SURVEILLANCE - A partir du 1er janvier, policiers municipaux et agents de sécurité de la SNCF et de la RATP seront équipés, pour une période de test, de petites caméras afin d'assurer la transparence dans les opérations de police.

La mesure comporte une haute portée symbolique, à l'heure où soutiens et contempteurs de la police se renvoient la balle au sujet des incivilités et violences dénoncées par les forces de l'ordre et les violences dont ces dernières sont accusées.
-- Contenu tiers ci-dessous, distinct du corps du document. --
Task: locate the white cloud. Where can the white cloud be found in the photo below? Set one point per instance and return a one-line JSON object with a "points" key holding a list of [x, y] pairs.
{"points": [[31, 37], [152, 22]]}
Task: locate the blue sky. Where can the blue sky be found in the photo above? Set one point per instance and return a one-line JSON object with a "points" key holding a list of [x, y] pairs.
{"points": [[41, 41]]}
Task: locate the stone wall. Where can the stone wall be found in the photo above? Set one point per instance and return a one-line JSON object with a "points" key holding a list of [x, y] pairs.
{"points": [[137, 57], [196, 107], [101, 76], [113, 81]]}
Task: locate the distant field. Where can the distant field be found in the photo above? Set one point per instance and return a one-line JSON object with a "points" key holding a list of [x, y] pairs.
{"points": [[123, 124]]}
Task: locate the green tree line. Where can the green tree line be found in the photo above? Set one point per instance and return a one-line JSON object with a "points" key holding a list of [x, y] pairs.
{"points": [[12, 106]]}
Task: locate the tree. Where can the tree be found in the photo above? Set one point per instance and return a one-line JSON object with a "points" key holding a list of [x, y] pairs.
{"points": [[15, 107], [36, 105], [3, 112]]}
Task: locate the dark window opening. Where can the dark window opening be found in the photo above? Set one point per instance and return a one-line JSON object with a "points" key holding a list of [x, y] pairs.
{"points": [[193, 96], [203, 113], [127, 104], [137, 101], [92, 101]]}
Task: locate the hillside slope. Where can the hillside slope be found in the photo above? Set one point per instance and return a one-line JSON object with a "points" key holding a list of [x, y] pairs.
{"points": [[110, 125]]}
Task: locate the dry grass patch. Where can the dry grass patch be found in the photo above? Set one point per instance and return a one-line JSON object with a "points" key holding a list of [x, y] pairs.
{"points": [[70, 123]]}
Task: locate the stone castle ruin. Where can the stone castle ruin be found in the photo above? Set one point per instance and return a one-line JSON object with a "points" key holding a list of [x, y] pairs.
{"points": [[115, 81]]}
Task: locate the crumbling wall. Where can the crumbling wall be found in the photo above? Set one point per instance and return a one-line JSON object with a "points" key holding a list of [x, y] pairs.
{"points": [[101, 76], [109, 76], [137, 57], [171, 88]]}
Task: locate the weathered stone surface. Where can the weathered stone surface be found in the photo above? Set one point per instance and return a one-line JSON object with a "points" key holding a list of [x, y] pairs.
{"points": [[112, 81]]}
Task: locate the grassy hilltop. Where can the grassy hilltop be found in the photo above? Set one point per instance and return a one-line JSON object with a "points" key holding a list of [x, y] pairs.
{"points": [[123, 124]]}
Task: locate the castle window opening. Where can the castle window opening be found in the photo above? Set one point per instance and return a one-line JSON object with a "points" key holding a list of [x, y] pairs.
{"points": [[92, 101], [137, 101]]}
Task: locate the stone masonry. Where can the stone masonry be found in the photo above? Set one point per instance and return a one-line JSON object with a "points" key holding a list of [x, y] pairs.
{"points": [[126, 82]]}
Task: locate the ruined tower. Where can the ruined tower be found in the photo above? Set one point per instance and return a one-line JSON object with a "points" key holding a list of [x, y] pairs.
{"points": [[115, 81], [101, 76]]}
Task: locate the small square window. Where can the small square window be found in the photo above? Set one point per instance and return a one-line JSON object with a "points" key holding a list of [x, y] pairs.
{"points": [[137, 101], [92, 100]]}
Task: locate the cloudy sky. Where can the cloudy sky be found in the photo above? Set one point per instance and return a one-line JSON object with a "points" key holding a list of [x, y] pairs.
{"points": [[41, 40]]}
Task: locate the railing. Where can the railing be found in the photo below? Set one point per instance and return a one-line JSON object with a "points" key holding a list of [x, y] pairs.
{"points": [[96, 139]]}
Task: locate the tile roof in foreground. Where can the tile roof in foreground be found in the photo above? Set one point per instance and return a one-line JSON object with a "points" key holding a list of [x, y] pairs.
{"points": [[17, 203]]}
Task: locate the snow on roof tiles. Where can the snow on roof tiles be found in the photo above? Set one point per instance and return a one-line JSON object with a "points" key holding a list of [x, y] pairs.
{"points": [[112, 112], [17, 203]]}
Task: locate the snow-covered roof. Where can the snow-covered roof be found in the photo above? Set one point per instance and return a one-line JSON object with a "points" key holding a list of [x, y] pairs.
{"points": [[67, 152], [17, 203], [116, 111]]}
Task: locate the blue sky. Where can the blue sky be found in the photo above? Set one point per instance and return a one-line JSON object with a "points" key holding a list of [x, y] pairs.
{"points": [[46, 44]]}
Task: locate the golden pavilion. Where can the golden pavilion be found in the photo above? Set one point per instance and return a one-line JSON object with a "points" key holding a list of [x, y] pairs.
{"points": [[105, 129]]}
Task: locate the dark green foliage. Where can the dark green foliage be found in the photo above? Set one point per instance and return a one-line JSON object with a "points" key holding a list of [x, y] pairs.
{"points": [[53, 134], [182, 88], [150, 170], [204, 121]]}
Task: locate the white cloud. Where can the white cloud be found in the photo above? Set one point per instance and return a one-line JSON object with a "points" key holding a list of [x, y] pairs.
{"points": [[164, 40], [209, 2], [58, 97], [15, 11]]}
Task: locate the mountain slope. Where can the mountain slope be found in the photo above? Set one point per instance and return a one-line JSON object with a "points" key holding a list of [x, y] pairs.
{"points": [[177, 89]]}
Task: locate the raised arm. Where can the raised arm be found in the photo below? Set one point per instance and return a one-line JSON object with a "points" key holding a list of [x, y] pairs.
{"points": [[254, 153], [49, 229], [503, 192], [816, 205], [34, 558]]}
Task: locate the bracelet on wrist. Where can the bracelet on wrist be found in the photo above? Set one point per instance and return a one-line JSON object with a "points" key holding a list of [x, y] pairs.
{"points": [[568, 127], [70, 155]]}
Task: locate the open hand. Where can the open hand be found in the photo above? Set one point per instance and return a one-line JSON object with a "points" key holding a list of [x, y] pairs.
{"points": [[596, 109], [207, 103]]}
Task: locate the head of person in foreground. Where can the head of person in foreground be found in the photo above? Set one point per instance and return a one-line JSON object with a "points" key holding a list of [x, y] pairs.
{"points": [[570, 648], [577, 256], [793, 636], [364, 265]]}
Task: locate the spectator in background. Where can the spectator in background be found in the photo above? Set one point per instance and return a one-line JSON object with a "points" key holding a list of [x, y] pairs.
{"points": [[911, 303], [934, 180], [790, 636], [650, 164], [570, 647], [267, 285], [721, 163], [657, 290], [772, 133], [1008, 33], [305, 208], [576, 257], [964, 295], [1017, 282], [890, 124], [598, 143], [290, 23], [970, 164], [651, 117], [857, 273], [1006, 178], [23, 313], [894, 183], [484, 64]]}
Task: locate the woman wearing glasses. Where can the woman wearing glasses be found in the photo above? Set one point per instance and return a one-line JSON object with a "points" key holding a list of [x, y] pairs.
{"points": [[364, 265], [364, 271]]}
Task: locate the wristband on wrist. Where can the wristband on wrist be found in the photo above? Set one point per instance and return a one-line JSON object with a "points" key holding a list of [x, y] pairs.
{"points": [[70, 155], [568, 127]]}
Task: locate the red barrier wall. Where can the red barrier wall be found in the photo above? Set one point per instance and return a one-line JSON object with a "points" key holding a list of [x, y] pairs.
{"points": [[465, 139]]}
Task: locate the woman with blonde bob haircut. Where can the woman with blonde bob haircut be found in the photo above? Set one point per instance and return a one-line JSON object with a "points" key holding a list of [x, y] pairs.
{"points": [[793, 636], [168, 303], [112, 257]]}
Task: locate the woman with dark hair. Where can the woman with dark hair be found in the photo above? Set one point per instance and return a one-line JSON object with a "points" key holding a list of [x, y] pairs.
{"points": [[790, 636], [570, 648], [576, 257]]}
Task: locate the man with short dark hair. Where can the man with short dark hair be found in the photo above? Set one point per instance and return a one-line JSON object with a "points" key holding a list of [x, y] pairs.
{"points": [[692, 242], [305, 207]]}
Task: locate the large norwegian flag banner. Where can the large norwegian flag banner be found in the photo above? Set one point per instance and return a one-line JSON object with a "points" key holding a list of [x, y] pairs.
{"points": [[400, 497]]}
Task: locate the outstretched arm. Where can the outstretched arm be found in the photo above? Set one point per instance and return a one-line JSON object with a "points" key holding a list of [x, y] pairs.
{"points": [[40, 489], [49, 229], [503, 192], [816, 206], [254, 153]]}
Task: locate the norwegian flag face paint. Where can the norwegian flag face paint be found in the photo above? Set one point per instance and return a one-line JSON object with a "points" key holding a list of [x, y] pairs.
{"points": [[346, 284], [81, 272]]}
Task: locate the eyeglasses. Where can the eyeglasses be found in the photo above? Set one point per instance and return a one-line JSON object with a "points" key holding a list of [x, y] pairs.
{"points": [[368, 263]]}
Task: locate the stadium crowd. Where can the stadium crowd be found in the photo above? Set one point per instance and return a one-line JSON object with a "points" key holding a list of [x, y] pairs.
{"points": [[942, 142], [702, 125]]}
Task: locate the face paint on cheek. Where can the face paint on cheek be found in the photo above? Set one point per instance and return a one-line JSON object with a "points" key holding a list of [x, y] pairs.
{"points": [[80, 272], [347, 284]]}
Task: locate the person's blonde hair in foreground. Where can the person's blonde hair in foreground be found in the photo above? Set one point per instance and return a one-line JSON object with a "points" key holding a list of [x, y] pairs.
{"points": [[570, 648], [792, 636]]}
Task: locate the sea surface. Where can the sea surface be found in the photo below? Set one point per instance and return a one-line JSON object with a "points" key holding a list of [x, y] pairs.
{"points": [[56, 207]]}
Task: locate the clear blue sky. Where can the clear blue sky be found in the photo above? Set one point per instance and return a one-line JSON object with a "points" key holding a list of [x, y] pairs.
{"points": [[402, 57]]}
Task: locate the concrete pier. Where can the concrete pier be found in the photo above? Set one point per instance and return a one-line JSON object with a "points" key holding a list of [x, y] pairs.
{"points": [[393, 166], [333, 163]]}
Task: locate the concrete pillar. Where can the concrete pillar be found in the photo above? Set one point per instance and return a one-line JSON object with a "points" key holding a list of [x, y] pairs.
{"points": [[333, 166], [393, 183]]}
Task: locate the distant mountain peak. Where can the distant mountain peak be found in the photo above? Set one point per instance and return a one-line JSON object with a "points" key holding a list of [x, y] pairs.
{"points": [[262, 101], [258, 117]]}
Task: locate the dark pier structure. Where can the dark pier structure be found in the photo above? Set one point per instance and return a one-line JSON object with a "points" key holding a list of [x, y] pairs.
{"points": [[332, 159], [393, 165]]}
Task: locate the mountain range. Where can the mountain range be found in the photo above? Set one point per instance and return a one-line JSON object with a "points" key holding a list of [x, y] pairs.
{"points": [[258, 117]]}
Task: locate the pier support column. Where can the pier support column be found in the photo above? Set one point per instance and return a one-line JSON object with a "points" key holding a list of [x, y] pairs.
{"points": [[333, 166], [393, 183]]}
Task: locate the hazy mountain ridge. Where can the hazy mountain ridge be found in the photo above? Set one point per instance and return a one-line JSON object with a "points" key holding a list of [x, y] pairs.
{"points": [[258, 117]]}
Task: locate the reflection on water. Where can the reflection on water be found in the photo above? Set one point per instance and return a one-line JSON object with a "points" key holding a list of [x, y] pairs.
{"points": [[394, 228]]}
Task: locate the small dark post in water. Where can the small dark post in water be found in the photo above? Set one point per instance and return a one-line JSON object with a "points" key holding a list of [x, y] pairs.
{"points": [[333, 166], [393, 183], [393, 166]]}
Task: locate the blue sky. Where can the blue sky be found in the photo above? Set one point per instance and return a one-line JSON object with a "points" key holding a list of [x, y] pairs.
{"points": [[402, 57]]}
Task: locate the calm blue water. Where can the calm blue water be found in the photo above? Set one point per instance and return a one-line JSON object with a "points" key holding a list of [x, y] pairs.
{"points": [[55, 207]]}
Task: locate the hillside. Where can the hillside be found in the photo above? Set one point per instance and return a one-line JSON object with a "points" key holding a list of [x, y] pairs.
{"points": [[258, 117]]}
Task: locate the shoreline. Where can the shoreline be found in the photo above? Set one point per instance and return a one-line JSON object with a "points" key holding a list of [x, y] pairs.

Les policiers municipaux, jusqu'au 3 juin 2018, et les agents de sécurité de la SNCF et de la RATP, jusqu'au 1er janvier 2020, pourront s’équiper de caméras et filmer leurs interventions, selon deux décrets parus mardi 27 décembre 2016 au Journal officiel.

L'objet du dispositif, déjà testé à plus petite échelle depuis plusieurs années aussi bien par la police que la gendarmerie dans des zones difficiles et promises à la généralisation en octobre 2015, sur décision de Manuel Valls ? "La prévention des incidents", "le constat des infractions et la poursuite de leurs auteurs par la collecte de preuves", détaille le JO. Une façon de jouer la transparence, pour s'assurer du bon déroulement des différents contrôles en cas de litige ou de procédure judiciaire.

C'est à l'issue de l'intervention, une fois transférées "sur un support informatique sécurisé", que les images pourront être consultées, "pendant une durée de six mois" avant d'être "effacées automatiquement". Ces petites caméras de type GoPro, visibles et portées sur la poitrine à l’aide d’un harnais ou au niveau de l’épaule, devaient faire partie de l'"équipement de droit commun des patrouilles et unités de police et de gendarmerie en intervention opérationnelle". 

Comment le dispositif est-il accueilli par les principaux intéressés ? Plutôt bien, à en croire plusieurs témoignages recueillis auprès des intéressés, qui le préfèrent au récépissé de contrôle d'identité, évoqué au début du quinquennat de François Hollande pour lutter contre le contrôle au faciès. Interrogé par France Info, Patrick Lefèvre du syndicat FO-Police municipale y voit une contrepartie intéressante en faveur des policiers face aux tierces personnes, qui ne seront plus les seules à pouvoir filmer une intervention.